Yesterday I was at the Cross House. And it began to rain! Whenever I am at the house during a storm I run outside like an idiot to see what is happening with the gutters and downspouts. Is all well? Well, yesterday I saw that the very top of the octagon tower, which has a built-in gutter, had water flowing OVER the huge cornice, like a waterfall. Huh? What? That is NOT supposed to be happening. Water is supposed to run ALONG the gutter and then exit through the downspout.
I stared at this unexpected and unwanted waterfall flowing down in front of the two arched windows of the tower, and the large window below.
It was obvious that the downspout, around the corner to the right, was blocked.
But how to get to it?
A sensible person would have waited until the rain stopped, the house dried, and then corralled Justin into helping.
A sensible person, however, was not in evidence yesterday at the Cross House. And the person who was in evidence (who shall go unnamed) could only think of one thing: My baby is being damaged! MUST PROTECT BABY!
So, the unnamed idiot climbed out through the top-floor door (right arrow), walked along the built-in gutter, around the corner, and to the downspout in question (left arrow). Unnamed idiot was TERRIFIED, TERRIFIED and FUCKING TERRIFIED.
(Warning: DON’T LOOK DOWN!) Upon reaching the downspout, Mr. Unnamed ran a long thin stick down through the spout from the top.
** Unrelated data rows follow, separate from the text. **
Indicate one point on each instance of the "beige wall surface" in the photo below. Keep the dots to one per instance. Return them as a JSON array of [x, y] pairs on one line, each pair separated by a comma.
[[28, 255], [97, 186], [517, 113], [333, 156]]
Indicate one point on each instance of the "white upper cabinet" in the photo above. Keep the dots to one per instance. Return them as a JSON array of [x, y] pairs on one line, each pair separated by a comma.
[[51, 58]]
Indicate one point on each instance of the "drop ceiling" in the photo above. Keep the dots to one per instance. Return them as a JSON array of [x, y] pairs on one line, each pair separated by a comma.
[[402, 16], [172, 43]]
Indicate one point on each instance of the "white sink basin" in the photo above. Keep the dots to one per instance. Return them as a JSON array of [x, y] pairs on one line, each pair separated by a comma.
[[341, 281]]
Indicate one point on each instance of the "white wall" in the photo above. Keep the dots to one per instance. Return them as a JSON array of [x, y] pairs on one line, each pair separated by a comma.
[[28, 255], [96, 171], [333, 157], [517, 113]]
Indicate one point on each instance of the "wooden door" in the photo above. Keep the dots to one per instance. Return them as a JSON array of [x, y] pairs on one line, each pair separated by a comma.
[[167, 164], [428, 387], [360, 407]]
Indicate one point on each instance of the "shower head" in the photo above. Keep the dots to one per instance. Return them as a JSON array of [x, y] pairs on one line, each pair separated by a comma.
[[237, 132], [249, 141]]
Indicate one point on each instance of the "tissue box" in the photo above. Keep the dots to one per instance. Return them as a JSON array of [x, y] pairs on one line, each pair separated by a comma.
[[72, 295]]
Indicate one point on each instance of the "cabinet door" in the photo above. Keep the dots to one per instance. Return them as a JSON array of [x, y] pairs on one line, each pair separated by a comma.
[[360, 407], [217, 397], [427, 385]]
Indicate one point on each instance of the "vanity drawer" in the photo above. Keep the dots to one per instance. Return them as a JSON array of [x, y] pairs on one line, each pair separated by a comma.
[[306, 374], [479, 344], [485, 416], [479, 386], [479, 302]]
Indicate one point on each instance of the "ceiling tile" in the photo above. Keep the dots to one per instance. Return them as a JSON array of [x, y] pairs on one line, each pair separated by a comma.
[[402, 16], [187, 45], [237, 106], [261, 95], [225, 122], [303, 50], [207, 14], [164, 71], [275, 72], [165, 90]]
This dislodged…nothing. Mr. Unnamed rammed and rammed and nothing happened. Except the bottom elbow fell away. And sticking out from the spout was a rotted wood roofing shingle. Which proved to be compacted with many other rotted wood roof shingles.
It was clear that when the octagon tower was redone several years ago, the roofers were casual about cleaning out the downspouts after they tore off the old roof.
Which means that this downspout has been compacted solid for over two years. Two years of rains and storms and snow.
Two years of damage to the house which the new roofing and relined gutters were meant to prevent, not cause.
Oh, Mr. Unnamed was maaaaaaaaaad!
The totally compacted elbow.
After pulling out the rotted shingles from the spout, the whole gross putrid mess RUSHED out, revealing rotted wood, rusty nails, dirt, and red circles (the roofing nails used for the underlayment). All this mess was tossed to the ground.
And the TERRIFYING death walk was repeated in reverse. And Mr. Unnamed aged several years in the process.